Шелби кивнула, глядя под ноги.
— Сегодня я очень много об этом думала, — призналась она Куинну. Шелби не сказала ему, о каких разнообразных вещах ей сегодня пришлось размышлять, ни о том, как нервничала и до сих пор нервничает. — Об их проблемах, конечно. Уверена, если бы им удалось собрать денег на мемориал, то мэр Бробст разрешила бы поставить его в парке.
— Правда? — Куинн сдержал улыбку.
И как он раньше не догадался? Поставьте перед человеком вроде Шелби Тейт проблему, и самым естественным способом ее разрешения станет сбор средств. Возможно, даже благотворительный бал.
Он попытался представить себе завсегдатаев на балу. Лысеющих или с длинными, лохматыми кудрями. С раздутыми от пива животами. С головы до ног в татуировках. А когда они попросят оркестр сыграть какую-нибудь ветеранскую мелодию, заметно будет, что у них отсутствует не один зуб. Нет. Этого Куинн не мог вообразить.
Он предложил другое решение.
— Полагаю, они могли бы устроить, например, распродажу мотоциклов. Но, Шелли, понадобится уйма пирожных и печенья, чтобы получить сумму, необходимую для памятника.
— Для стены, — поправила его Шелби. — Сегодня днем я разговаривала с завсегдатаями. Они хотят стену, разделенную на две части. Одна — для тех, кто служил, вторая — для тех, кто умер. Ты знал о том, что в той войне такой город, как Восточный Вапанекен, где живет около четырех или пяти тысяч, потерял шесть человек? А еще тридцать семь служили. По-моему, это поразительно и печально.
— Печально, но не удивительно, — возразил Куинн. — Были призваны ребята, не ходившие в колледж, а работавшие на местных фабриках и заводах. Убежден: было больше сыновей, которые пошли по стопам своих отцов, чем тех, кто мог получить отсрочку из-за колледжа. Ты права, Шелли, правы и завсегдатаи. Им нужен памятник.
«Если только кто-то из них не послан тебе загадочное письмо», — мысленно добавил он,
— Рада, что ты согласен. Тогда купишь билет на наш ужин?
— На что? Меня не было всего полдня. Я что-то пропустил?
Они уже дошли до их дома, и Шелби посмотрела на ступеньки, ведущие к двери, потом на Куинна.
— Ой, я и забыла. Гарри, которого, разумеется, простили, сегодня вечером в гостях, и меня попросили не возвращаться раньше десяти. Хочешь поговорить здесь? — Шелби указала на ступеньки.

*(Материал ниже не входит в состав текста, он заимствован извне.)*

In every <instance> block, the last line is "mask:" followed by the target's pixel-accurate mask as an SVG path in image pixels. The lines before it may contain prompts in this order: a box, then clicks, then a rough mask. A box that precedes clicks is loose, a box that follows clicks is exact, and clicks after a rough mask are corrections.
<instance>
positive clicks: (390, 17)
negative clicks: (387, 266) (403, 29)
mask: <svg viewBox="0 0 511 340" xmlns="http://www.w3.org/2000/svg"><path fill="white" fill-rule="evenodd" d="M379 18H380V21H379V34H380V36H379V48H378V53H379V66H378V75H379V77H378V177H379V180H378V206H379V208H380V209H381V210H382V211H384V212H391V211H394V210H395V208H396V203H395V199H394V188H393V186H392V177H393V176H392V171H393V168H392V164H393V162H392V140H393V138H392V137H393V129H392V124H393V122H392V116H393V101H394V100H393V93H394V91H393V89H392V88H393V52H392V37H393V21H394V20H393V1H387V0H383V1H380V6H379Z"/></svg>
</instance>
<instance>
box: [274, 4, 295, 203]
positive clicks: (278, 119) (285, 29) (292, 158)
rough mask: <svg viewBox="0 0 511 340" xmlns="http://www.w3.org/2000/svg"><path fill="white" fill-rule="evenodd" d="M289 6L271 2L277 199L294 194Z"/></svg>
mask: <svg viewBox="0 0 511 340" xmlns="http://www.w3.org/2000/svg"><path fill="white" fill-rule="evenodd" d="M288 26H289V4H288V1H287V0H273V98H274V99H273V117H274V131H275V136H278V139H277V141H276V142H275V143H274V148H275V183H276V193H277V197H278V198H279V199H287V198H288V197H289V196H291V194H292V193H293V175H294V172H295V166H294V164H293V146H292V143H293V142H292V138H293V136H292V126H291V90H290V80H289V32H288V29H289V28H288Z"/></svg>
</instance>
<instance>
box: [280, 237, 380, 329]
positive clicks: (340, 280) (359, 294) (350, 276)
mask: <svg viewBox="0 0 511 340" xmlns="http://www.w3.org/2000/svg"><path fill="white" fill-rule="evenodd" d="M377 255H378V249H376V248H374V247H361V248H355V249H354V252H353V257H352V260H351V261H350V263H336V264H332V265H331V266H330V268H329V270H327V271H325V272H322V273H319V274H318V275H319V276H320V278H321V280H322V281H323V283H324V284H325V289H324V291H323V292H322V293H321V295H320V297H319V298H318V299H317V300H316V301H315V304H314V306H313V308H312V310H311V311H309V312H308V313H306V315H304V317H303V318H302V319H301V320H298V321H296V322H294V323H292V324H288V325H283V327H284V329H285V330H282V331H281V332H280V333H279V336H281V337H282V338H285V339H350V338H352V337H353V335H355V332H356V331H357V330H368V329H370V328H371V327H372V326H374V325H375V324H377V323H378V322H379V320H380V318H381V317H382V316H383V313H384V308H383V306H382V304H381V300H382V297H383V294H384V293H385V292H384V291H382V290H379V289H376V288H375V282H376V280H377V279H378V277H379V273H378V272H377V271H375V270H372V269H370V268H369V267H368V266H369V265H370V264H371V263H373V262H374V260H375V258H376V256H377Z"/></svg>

— Почему бы и нет, но наверху у меня в холодильнике нас поджидает холодное пиво.
Шелби улыбнулась.
— Хорошо, — отозвалась она, и Куинн понял, что это ответ совсем на другой вопрос. На вопрос, стоявший между ними почти с самого начала, — тот, на который Шелби частично ответила сегодня утром.
У него в квартире она уселась на диван, скинула лодочки и, поджав под себя длинные нога, наблюдала, как он достает из холодильника две бутылки пива, а потом запоздало хватает из горки единственный высокий стакан, украшенный мелкими синими птичками в типичном стиле миссис Бричта.
Шелби была не совсем уверена в правильности своих поступков, не до конца сознавала, зачем вот-вот собиралась это сделать. Она только знала, что наслаждается, находясь здесь, с Куинном, непринужденно болтая, ощущая себя на грани между умиротворяющим чувством, что не нужно вести себя хорошо, и желанием вести себя как можно хуже, — во всяком случае так, как не подобает обрученной даме.
Был ли Куинн ее приключением? Из-за этого ли Шелби уехала из Филадельфии? Искала ли она настоящей жизни или просто настоящего человека? Другими словами, полную противоположность Паркеру Уэстбруку Третьему. Мужчину, который не боялся бы выразить свои желания, мужчину, способного защитить ее и наслаждаться ее обществом, мужчину, не интересующегося ни ее происхождением, ни богатством, мужчину, желающего заниматься с ней любовью до тех пор, пока у нее не потемнеет в глазах.